Read The Passionate Year Page 11


  It was a Wednesday and Helen had gone with her mother to visit some friends in the town and would not be back until, perhaps, dinner-time. It was almost four o’clock, and that hour, or at any rate, a few seconds or minutes afterwards, three youngsters would be coming to tea. Their names were Felling, Fyfield, and Graham. All were Juniors, as it happened, and they would be frightfully nervous, and assuredly would not know when to depart.

  Speed, liking them well enough, but feeling morbid for some reason or other, pictured them plastering their hair down and scrambling into their Sunday jackets in readiness for the ordeal. Poor little kids! he thought, and he almost longed to rush into the cold dormitories where they were preparing themselves and say: “Look here, Felling, Fyfield and Graham—you needn’t come to tea with me this afternoon—you’re excused!”

  The hour of four boomed into the wind and rain outside. Speed looked round to see if Burton had set the correct number of cups, saucers and plates, and had obtained a sufficient quantity of cake and fancy pastry from the tuck-shop. After all, he ought to offer them some compensation for having to come to tea with him.

  Tap at the door. “Come in…Ah, that you, Felling…and you, Graham…I expect Fyfield will be here in a minute…Sit down, will you?…Take that easy-chair, Felling…Isn’t it depressing weather?…I suppose you saw the game against Oversham? That last try of Marshall’s was a particularly fine one, I thought…Come in…Ah, here you are, Fyfield: now we can get busy with the tea, can’t we?…How’s the Junior Debating Society going, Fyfield?” (Fyfield was secretary of it.) “I must come round to one of your meetings, if you’ll promise to do exactly as you would if I weren’t there…Come in…You might bring me some more hot water, Burton…By the way, Graham, congratulations on last Saturday’s match: I didn’t see it, but I’m told you did rather well.”

  And so on. They were nice boys, all three of them, but they were nervous. They answered in monosyllables or else embarked upon tortuous sentences which became finally embedded in meringues and chocolate éclairs. Felling, in particular, was overawed, for he was a new boy that term and had only just emerged from six weeks in the sanatorium with whooping-cough. Virtually, this was his first week at school.

  In the midst of the ponderously jocular, artificially sustained conversation a knock came on the door. Speed shouted out “Come in,” as usual. The door opened and somebody came in. Speed could not see who it was. He thought it must be a boy and turned back the red lampshade so that the rays, nakedly yellow, glanced upwards. Then he saw Clare.

  II

  She was dressed in a long flowing mackintosh which had something in it reminiscent still of the swirl of wind and rain. She came forward very simply, held out her hand to Speed, and said: “How are you, Mr. Speed? I thought perhaps I should find Helen in.”

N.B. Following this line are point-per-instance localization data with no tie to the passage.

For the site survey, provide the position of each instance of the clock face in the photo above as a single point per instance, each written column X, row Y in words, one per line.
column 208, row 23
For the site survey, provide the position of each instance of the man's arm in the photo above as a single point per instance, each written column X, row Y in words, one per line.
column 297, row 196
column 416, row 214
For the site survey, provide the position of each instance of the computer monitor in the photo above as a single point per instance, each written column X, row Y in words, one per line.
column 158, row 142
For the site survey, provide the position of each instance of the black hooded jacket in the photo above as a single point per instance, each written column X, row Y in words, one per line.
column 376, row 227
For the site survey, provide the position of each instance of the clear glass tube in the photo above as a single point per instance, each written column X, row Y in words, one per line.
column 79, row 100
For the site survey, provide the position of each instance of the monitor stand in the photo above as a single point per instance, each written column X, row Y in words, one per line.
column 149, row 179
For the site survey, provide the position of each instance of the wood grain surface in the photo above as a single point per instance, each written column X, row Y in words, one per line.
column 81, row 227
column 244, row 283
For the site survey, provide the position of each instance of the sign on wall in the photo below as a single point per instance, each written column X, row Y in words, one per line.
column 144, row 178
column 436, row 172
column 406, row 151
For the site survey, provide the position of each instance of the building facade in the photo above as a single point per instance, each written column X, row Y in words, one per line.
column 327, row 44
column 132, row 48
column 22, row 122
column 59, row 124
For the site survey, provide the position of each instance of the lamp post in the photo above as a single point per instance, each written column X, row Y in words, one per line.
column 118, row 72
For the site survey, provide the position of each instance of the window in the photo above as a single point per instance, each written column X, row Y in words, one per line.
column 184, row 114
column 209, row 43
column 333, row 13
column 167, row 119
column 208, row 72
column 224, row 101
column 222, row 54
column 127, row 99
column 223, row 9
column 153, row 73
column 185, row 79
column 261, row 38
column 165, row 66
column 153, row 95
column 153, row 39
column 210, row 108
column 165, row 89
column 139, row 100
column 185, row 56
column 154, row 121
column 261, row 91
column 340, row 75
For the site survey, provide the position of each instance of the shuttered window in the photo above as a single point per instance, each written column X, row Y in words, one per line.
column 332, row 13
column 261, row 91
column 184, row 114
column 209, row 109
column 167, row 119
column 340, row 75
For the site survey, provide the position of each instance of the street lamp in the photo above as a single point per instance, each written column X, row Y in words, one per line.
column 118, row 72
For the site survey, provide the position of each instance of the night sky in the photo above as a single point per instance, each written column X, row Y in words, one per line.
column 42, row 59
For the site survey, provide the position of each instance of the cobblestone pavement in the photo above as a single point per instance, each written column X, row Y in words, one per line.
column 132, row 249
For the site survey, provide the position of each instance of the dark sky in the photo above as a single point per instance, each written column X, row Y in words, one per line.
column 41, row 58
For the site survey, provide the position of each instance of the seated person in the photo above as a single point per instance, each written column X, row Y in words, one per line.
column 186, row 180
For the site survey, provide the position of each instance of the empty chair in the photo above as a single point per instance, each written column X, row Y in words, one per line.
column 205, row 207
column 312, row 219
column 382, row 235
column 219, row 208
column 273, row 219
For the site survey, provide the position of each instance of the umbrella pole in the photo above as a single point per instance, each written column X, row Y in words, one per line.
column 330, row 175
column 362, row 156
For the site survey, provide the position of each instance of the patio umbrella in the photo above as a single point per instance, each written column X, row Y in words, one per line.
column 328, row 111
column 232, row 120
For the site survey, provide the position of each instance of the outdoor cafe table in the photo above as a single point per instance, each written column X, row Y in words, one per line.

  He said, overmastering his astonishment: “Helen’s out somewhere with Mrs. Ervine…I’m quite well. How—how are you?”

  “Quite as well as you are,” she said, laughing. “Tell Helen I’ll call round some other time, then, will you?—I mustn’t interrupt your tea-party.”

  That made him say: “Indeed you’re not doing that at all. Won’t you stay and have a cup of tea? Surely you won’t go back into the rain so soon! Let me introduce you—this is Felling…Miss Harrington…and this is Fyfield…and Graham…”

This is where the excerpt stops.